The finance rate can be variable depending on what promotion Audi have running at the time and this can vary depending on sales forcasts etc.As it stands at the moment the finance for the TT is the standard solutions offered by any dealer and is not unique to Carwow and the like.

It must be remembered that these deals are always weighted in favour of the dealer and 6.4% is nothing remarkable considering B of E base rate.


----------



## Toshiba (Jul 8, 2004)

Offers are on Audis website. 6.5% currently.

http://www.audi.co.uk/content/audi/expl ... ffers.html


----------



## Mr R (Mar 1, 2015)

Finance calculator here:

http://www.audi.co.uk/explore-models/fi ... &period=36

[smiley=thumbsup.gif]

They also tend to change the rates around the end/start of each quarter. Also, the TT might have a different finance rate to the TTS or the Roadster, or even different engine variations.


----------



## leopard (May 1, 2015)

Yep.

What I also forgot to mention was that the interest rate has a certain amount of leeway built in to it and can be negotiated upon depending how well the salesman/monthly target is doing as well.


----------



## Mr R (Mar 1, 2015)

Yes, it's all swings and roundabouts. If you are trading something in or getting a discount they can "cook" the figures to make it work for both sides. :wink:


----------



## TT-Thomas (Jul 12, 2015)

basically the deal monthly payments for the TT I've customised on carwow blew me out of the water. I'm struggling to understand how a discount like this can be offered so easily. If I wanted the same specification from my local Audi dealer this would've easily been around £400 per month.


----------



## Dash (Oct 5, 2008)

The APR Audi are doing currently seems rather high given the price of loans elsewhere. Under 4% for a standard cash loan seems normal and other manufacturers are seemingly doing better rates.

I don't think there is much choice if you want to do PCP though?


----------



## LunaBear (May 11, 2015)

Dash said:


> The APR Audi are doing currently seems rather high given the price of loans elsewhere. Under 4% for a standard cash loan seems normal and other manufacturers are seemingly doing better rates.
> 
> I don't think there is much choice if you want to do PCP though?


No there isn't any choice but there's nothing to stop you from taking out a separate loan and increase the size of the deposit so you're paying less interest at Audi's higher rate.


----------



## TortToise (Aug 22, 2009)

If you were to take out finance to get a better deal (dealership/ manufacturer contribution) on Audi finance, does anyone know if you would be able to simply pay off the entirety of the balance after the first monthly payment?


----------



## Mr R (Mar 1, 2015)

TortToise said:


> If you were to take out finance to get a better deal (dealership/ manufacturer contribution) on Audi finance, does anyone know if you would be able to simply pay off the entirety of the balance after the first monthly payment?

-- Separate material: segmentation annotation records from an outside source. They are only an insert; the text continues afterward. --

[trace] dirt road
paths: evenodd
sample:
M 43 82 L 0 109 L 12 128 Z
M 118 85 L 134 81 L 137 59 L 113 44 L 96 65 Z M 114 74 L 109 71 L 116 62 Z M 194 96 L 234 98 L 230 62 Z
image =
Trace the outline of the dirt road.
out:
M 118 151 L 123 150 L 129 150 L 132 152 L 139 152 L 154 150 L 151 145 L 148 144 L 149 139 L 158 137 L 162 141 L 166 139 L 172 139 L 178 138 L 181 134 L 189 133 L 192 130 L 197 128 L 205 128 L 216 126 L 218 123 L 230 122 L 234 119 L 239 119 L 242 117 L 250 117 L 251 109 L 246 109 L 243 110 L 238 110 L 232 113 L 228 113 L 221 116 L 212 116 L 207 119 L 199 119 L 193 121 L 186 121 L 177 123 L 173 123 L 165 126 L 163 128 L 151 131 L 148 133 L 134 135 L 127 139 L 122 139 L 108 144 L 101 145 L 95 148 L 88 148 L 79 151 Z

Don't see why not... friend got a deal like that on a Range Rover a few years ago... and ended up paying it off completely after he picked it up and drove it from the showroom to his house!


----------



## leopard (May 1, 2015)

I have heard that VWFS are amenable to this.


----------



## DPG (Dec 7, 2005)

I thought you always had a 14 day cool off period with finance.

I asked my BMW dealer if I got a new Z4 on finance (with £7k dealer contribution) could I settle the debt as soon as I get the car home.

He said there is nothing stopping me but dealers don't like it when you do it :lol:


----------



## bhoy78 (Oct 30, 2014)

Don't see why any reason why you can't pay off the finance and keep the dealer contribution. There is actually a lot of threads on the mk2 forum where people have done exactly that and kept the contribution and any free services that were included. Think the term you need to use is withdrawal for audi solutions.


----------



## Mr R (Mar 1, 2015)

DPG said:


> I thought you always had a 14 day cool off period with finance.
> 
> I asked my BMW dealer if I got a new Z4 on finance (with £7k dealer contribution) could I settle the debt as soon as I get the car home.
> 
> He said there is nothing stopping me but dealers don't like it when you do it :lol:


The dealer has effectively still "sold" a finance package so don't see what the problem is!


----------



## ZephyR2 (Feb 20, 2013)

TortToise said:


> If you were to take out finance to get a better deal (dealership/ manufacturer contribution) on Audi finance, does anyone know if you would be able to simply pay off the entirety of the balance after the first monthly payment?


Yes I did it with my TT. Took out the PCP to get the Audi £3500 contribution and then after 2 months paid it all off without any penalties and kept the £3500. Would have paid it off sooner but the money I was using was in an account that matured 2 months after I bought the TT.
Its all there laid out in the T&Cs.


----------